Fulacht fia, Richmond, Co. Tipperary
Co. Tipperary |
Settlement Sites
Road schemes have a way of disturbing the past, and the N52 Nenagh Bypass link road in County Tipperary proved no exception.
When fieldwalking was carried out along the ploughed route in 1999, three spreads of burnt stone came to light in boggy ground at Richmond, sitting in a natural hollow edged by a low ridge. A fourth burnt spread lay close by to the south-west, suggesting that this was not an isolated episode but a place returned to, or at least a landscape that repeatedly attracted the same kind of activity.

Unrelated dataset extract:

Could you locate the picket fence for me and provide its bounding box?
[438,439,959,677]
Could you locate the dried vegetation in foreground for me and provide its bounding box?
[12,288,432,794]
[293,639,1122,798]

The burnt stone spreads are the remains of a fulacht fia, a type of prehistoric cooking or processing site found in great numbers across Ireland. The typical arrangement involved a trough dug into the ground, filled with water, and heated by dropping fire-cracked stones into it; those stones, once spent, were raked aside and left in a mound or spread around the trough. Boggy, low-lying ground like that at Richmond was well suited to this, since water was reliably close to the surface. The natural hollow, defined by its ridge, would have made the spot easy to locate and return to. The fieldwalking was carried out by Hughes and O'Brien in 1999, ahead of construction work, meaning the site was identified and recorded before the road was built rather than encountered by accident afterwards.